Hi, I'm new here, I think I may have registered in the past but could not find my login. Anyhow, my good friend and neighbor has a 1969 Pontiac GTO. He wanted one his entire life and finally bought one. He got a little screwed. The "dealer" told him the car was restored with an original GTO engine, not numbers matching and not the original motor. Well it wasn't, it was a smog era 400 from 1975 (IIRC) that made like 185 hp. Well he loves the car so a few years ago he bought a pro built 462 with Kaufmann aluminum heads from a guy named Jeff in Michigan (I think). The dyno info he got with the 462 says it makes 605 HP. I helped him put it in. We got it running, but it was never quite right, hard starting and stalling issues, it never idled very well. This past weekend I went to help him get her woke up for spring and she was really running rough. He put a 750 Holley on it last year with a Earls fuel line kit with a filter and pressure gauge. Well, as we were trying to get it to idle I noticed he only had about 3 lbs. of fuel pressure. It was like spitting raw fuel out of the tailpipes. He told me he had replaced the pump with a reproduction Ram Air pump from one of the restoration companies that specialize in GTO's. He had a Holley he had bought new (12-398-11?) and still had it new in the box. We went down to the parts store and bought the barb fittings and hooked it up. I immediately saw the FP jump up to 6 1/2 lbs. and it began running much better, really good actually. Holley recommends 6 to 7 lbs. of pressure for this particular carb. Well that was all fine until it started leaking like a sieve from the new barb fitting where it hooked into the Earls AN type hose. I ordered a better fitting from MSC that fit the ID of the Earls hose better, leak was fixed. Fired it up and now it is back to running at 3 lbs! I was dumbfounded. I did some searches and found this place. I have read a bunch of posts to try to figure this out. The only thing I can come up with is we need a 1/2 inch supply line to the fuel pump (Thanks BearGFR). My question now is, if I have a 1/2 inch supply line from the tank will I need a 1/2 inch fuel pickup tube on the sending unit? I doesn't seem like just making the line bigger would do anything if the fuel pickup tube is still only 3/8 of an inch. Any thoughts are appreciated. Thanks in advance.


----------



## BearGFR (Aug 25, 2008)

What are the details of the whole fuel system - line sizes all the way from the tank to the carb, what filter(s) if any are present, does it have a pressure regulator, etc.
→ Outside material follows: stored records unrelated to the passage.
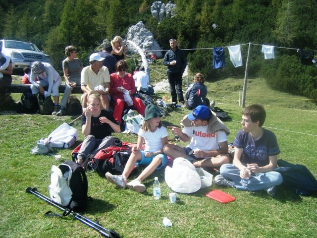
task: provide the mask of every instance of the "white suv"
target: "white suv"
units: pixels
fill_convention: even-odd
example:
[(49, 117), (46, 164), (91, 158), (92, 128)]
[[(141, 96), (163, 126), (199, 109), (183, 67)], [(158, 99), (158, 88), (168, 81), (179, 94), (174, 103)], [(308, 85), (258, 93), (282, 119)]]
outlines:
[(23, 70), (32, 62), (51, 63), (50, 56), (42, 52), (35, 45), (23, 41), (0, 40), (2, 52), (11, 56), (13, 70)]

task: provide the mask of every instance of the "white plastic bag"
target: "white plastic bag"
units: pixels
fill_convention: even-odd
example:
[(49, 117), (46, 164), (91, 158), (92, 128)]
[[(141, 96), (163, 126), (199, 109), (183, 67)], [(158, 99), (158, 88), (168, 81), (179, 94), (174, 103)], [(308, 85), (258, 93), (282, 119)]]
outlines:
[(183, 158), (175, 159), (172, 168), (166, 167), (165, 181), (173, 191), (182, 193), (195, 192), (202, 185), (195, 166)]
[(50, 134), (48, 137), (51, 145), (54, 148), (71, 147), (77, 140), (77, 130), (64, 122)]
[(144, 120), (142, 115), (131, 110), (129, 110), (128, 113), (122, 117), (122, 119), (126, 122), (128, 131), (136, 134), (138, 134)]
[(199, 175), (202, 182), (201, 188), (210, 187), (212, 183), (212, 175), (201, 168), (196, 168), (196, 171)]
[(121, 88), (123, 90), (124, 101), (127, 103), (128, 106), (132, 106), (133, 105), (133, 101), (132, 101), (131, 96), (129, 94), (129, 90), (127, 90), (123, 87), (121, 87)]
I'm not sure I understood everything in your post, is that Holley pump an electric pump? If so, then be aware that running an electric pump is a whole different animal than running a mechanical pump. It'll require a fuel pressure regulator near the carb and also a fuel pressure return line from that regulator back to the tank that's the same size as the fuel line to the carburetor.

If it's a mechanical pump or if he wants to run mechanical, there aren't a lot of pumps out there that will be able to keep up with that much demand. Personally, I'm running a mechanical pump from RobbMc that's more than capable.

I'm not a big fan of barb fittings on fuel lines, or of rubber lines anywhere in the system. A little 'engine fire' from a leak can really ruin your day. 100% of my fuel system is either hard line or stainless belted hose with AN fittings - even the vapor return.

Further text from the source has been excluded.